Glory O'Brien's History of the Future by A.S. King


Glory doesn't have any plans after graduation. The only thing she has is a fear that she might turn out to be exactly like her mother, who killed herself when Glory was only four. But when Glory and her only friend Ellie decide to drink the ashes of a bat, everything changes. She can see the past and the future of every person she looks at.

She sees inequality and war and death and corruption and rebellions. Glory doesn't know how this is happening, but she knows how unbelievably important this is, if it isn't just a figment of her imagination--another example of how she's going crazy like her mother. So she decides to keep record--The History of the Future--and do everything she can to try to live, and make a difference.
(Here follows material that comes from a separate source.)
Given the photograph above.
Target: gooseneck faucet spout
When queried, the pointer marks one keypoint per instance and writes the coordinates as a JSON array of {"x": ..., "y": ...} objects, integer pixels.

This plot was so unusual and completely mesmerizing. All of A.S. King's novels have some magical realism, but this one undoubtedly had the most. The idea that doing something so weird like drinking the ashes of a petrified bat could give you powers, is completely mad. And genius. It's incredibly unique. The plot was interesting, because it was distictly separated by Glory's visions of the future, and her depression over her mother. It battled two completely different plots and brought them together.


Glory was magnificent. Kind, mean, snarky, emotional, strong, broken. She was her own person. She didn't fit in a box; she overflowed. She had a power to see the future, sure, what made her the most interesting was her relationship with her dead mother. As a person who lost their mother at four as well, A.S. King nailed every emotion you feel growing up without one. The pain, the uncertainty, the ignorance of others. I was incredibly impressed and felt completely understood.


There wasn't a lot of romance in this novel, practically none, and I loved it. It didn't need it. Glory had enough issues on her plate already. It just has the possibility of more, which I loved. I swooned over a relationship that didn't exist. But I really loved her relationship with her Dad. It was broken and a little weird, that's what they were. They were grieving and could barely take care of each other or themselves. But there was so much love, even when it was unsaid.


It's A.S. King. It's marvelous. I've said it once, but I will keep on saying it until the end of time: A.S. King writes some of the most realistic teenagers I have ever read. They are genuine and well thought out and just spectacular. But the way the visions were integrated into the writing and dialogue was really interesting, and fit perfectly. I loved them.

If you haven't read anything by A.S. King, change that immediately. She is a perfect example of high quality YA fiction.